Forum –
A review is underway of clause 4.6 of the Standard Instrument LEP document.
This is the clause that gives Council power to approve developments which do not comply with the statutory provisions of the LEP, a provision frequently invoked in a way that causes considerable community concern.
At the present time, the clause permits Council to depart from statutory LEP standards by up to 10 per cent, if the development is still able to “achieve the underlying purpose of the standard”.
There is no definition of what this means in practice, and developers routinely assert that a proposed development meets this criterion, without providing any specific supporting evidence and usually with no more than a few boilerplate platitudes from a computer template.
The proposal is that the provision be changed to require an applicant to demonstrate that contravention of the statutory standard “will result in an improved planning outcome” over what would be achieved by adhering to the standard.
On the face of it, this sounds like a significant step forward, but the question is what will it mean in reality?
It is just as easy for a developer to say that a project will improve the planning outcome as it is to say that a project will meet the goals of the LEP, and, without specific guidelines, the results will be exactly the same as they are now.
Who is to say what an “improvement” is, particularly when compliant projects often produce undesirable community outcomes?
The first requirement of any change should be that all property owners within the zone of affection of a project should be directly informed of the proposal and of the grounds on which the claim of “improvement” is made.
Secondly, there should be measurable criteria against which affected parties can formulate objections to a project.
Thirdly, Council, if it approves a project over objections, should be required (i) to publish and (ii) to directly inform affected parties of the basis on which it has concluded that the project improves LEP outcomes, using the same criteria as those for objections.
At least, the community could not then say that its concerns have been ignored, and it is not beyond possibility that legislation could be changed to allow a public-interest challenge in court on the basis of the approval record.

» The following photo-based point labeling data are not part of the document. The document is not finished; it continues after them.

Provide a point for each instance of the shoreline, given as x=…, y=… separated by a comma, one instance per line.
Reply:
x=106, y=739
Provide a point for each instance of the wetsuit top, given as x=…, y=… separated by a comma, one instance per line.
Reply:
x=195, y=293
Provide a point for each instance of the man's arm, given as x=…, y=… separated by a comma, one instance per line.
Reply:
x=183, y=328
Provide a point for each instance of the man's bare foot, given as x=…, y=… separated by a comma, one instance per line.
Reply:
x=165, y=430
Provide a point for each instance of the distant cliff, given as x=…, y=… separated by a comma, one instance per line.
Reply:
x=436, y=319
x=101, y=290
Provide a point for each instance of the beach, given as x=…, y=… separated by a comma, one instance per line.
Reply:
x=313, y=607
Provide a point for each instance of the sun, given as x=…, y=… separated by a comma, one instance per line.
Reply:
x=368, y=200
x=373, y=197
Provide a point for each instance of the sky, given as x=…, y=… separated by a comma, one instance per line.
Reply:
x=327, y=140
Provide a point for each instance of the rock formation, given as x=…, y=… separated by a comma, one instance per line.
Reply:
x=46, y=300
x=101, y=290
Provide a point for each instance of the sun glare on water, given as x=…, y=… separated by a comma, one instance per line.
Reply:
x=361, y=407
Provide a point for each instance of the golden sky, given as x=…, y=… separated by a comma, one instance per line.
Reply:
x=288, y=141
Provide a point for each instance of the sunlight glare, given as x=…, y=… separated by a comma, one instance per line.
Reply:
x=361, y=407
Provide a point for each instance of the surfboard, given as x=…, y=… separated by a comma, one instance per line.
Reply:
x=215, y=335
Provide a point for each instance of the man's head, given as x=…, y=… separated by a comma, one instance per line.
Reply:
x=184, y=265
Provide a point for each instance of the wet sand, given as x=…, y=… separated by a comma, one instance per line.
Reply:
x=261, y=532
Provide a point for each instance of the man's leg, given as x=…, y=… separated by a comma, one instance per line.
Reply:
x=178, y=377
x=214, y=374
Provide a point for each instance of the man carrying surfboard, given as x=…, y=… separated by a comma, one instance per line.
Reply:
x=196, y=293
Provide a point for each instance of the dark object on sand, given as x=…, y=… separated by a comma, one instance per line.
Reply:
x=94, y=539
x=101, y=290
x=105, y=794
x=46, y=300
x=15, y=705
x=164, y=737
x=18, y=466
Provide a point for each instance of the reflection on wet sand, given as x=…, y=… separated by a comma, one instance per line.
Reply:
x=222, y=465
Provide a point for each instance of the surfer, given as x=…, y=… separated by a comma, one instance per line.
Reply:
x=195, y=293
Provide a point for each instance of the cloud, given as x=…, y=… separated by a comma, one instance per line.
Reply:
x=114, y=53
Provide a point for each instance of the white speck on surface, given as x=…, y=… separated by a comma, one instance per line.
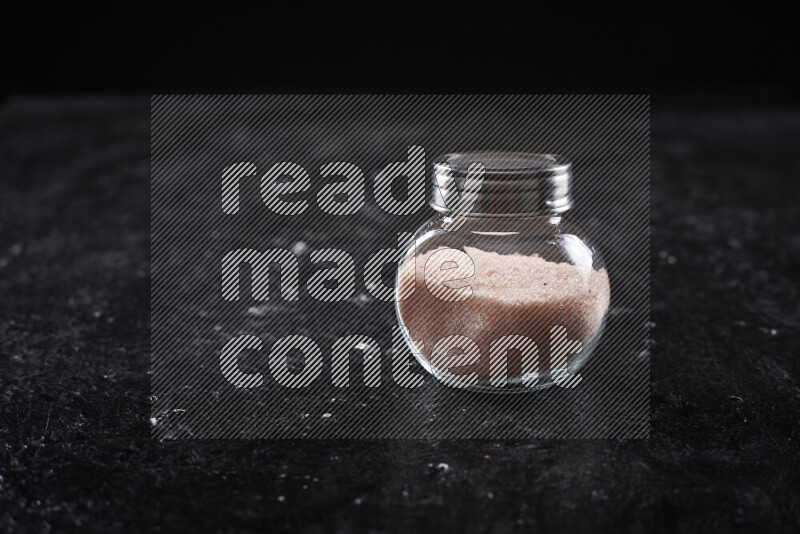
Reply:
x=299, y=248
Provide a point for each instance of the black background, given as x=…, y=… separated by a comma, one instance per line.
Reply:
x=75, y=451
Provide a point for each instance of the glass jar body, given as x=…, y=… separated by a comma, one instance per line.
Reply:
x=502, y=304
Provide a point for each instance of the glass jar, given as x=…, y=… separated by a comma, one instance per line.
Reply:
x=499, y=291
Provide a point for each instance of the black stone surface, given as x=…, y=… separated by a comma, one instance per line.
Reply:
x=75, y=447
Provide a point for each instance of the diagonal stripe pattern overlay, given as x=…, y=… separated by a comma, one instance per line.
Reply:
x=226, y=364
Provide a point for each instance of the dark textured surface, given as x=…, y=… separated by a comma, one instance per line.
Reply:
x=75, y=451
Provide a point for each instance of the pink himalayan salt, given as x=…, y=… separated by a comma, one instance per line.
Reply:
x=511, y=295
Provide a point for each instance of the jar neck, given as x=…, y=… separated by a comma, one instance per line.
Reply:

This is not to say that community objection should override all other considerations.
Parochial self-interest cannot be allowed to obstruct developments that represent a genuine improvement to the city as a whole.
However, the system is now heavily weighted against the voice of those who oppose non-conforming developments, and it is time that the balance was righted.
Anyone who is concerned about the way non-complying developments are now handled and who feels that the proposed change will achieve little, if anything, should make a submission to the Minister, demanding a more robust and transparent process than is now in place or than is proposed.
The Minister, himself, admits that the present provision introduces the possibility of corruption, so let us be sure that any change closes the door, as effectively as possible, against this suggestion.